Masalahnya bukan boleh atau tidak boleh, tapi sikap meminta-minta itu tidak cocok dengan hukum karma yang anda yakini. Kuliah itu yah bisa bikin lulus bisa tidak. Kuliah itu tidak ada gunanya. Yah itu adalah hal yang tidak sesuai dengan hukum karma. Oleh karena itu sebagai penutup tidak benar kalau ada kubu yang mengatakan: oh umat Buddha itu benci sama tradisi, tidak boleh tabur bunga, masuk klenteng, dan lain sebagainya. Siapa yang melarang? Jadi kalau kita menghormat dewa boleh bhante? Boleh. Kalau anda mau menghormat, hormatlah dengan tahu siapa yang dihormat. Menghormat orang tua kita, orang lain saja boleh menghormat. Tapi persoalannya sikap meminta-minta itu yang tidak ada gunanya. Bukan persoalan hormatnya. Asevanã ca bãlãnam – jangan bergaul dengan orang-orang dungu, itu sudah merupakan suatu berkah. Apalagi panditãnañcã sevanã bergaul dengan para bijaksana, itu juga merupakan berkah. Pãjã ca pãjaniyãnam – menghormat yang patut dihormat. Kesemua itu adalah berkah utama. Kalau saudara menghormat namun saudara tidak mengerti, berarti tidak ada kearifan dari penghormatan saudara.
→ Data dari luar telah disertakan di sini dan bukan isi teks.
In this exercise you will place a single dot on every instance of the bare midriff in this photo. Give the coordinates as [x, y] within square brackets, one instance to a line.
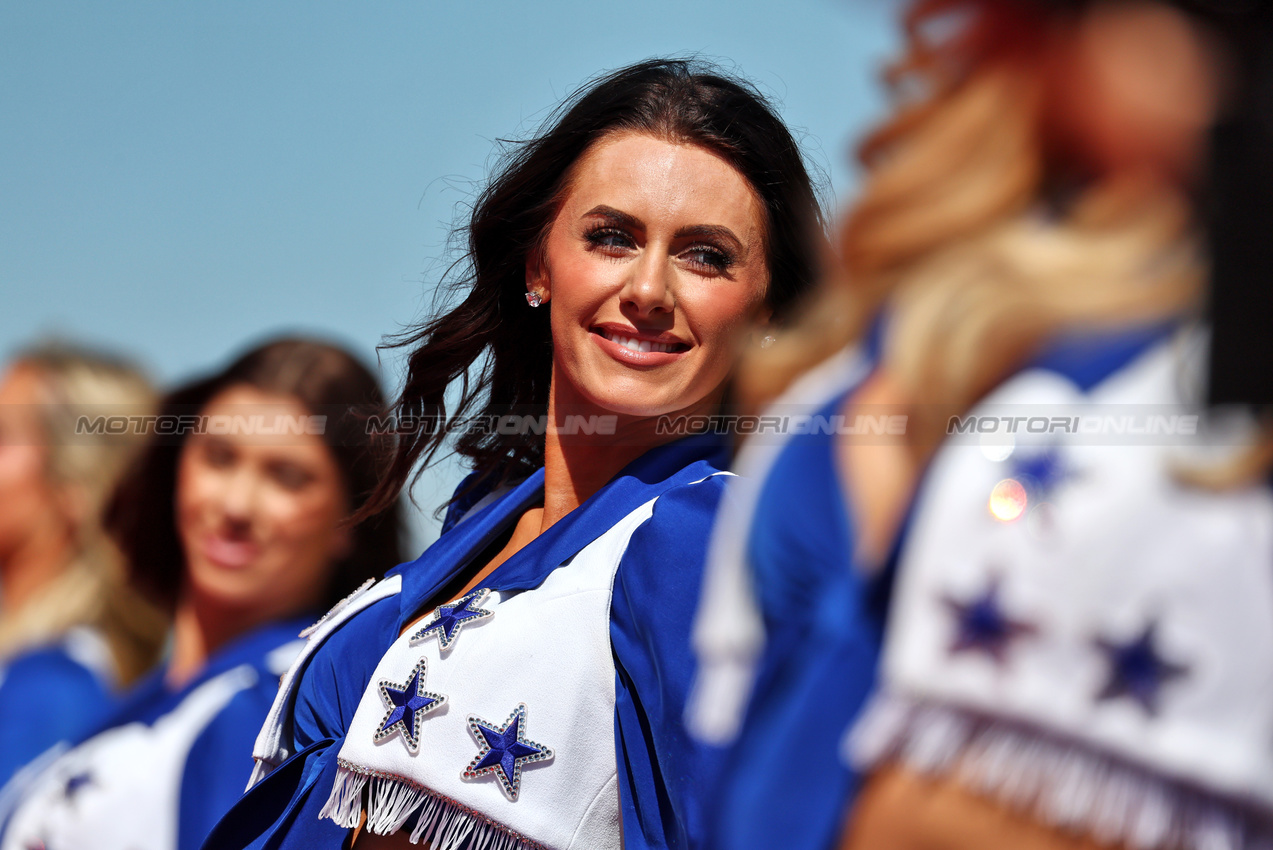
[900, 809]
Karena saudara memiliki keyakinan bahwa terdapat sesuatu sebab, ada suatu kondisi, maka kewajiban kita bukanlah meminta melainkan menjaga, membuat sebab-sebab atau kondisi-kondisi itu sehingga keinginan kita tercapai. Contoh yang mudah: bila anda pusing, ada fenomena pusing dan itu ada sebabnya. Kewajiban kita bukan menghilangkan pusing itu. Kewajiban kita adalah menetralisir sebab-sebabnya sehingga pusingnya hilang. Dengan wisdom kita menyadari bahwa pusing ada sebabnya, sesuatu apakah karena ada pikiran, kurang tidur, kecapekan, maka barulah rasa pusing bisa diatasi. Saudara tidak cukup hanya ingin, ingin, dan ingin saja. Ingin ilmu, ingin kepandaian, semuanya itu tidak mungkin langsung ada. Kewajiban kita adalah melenyapkan kondisi, memelihara kondisi. Itu adalah WISDOME
Saya akan mengakhiri uraian ini dengan harapan semoga apa yang saya uraikan dapat menambah wawasan bagi saudara sekalian. Semoga mereka yang mempunyai pandangan yang salah bisa diluruskan.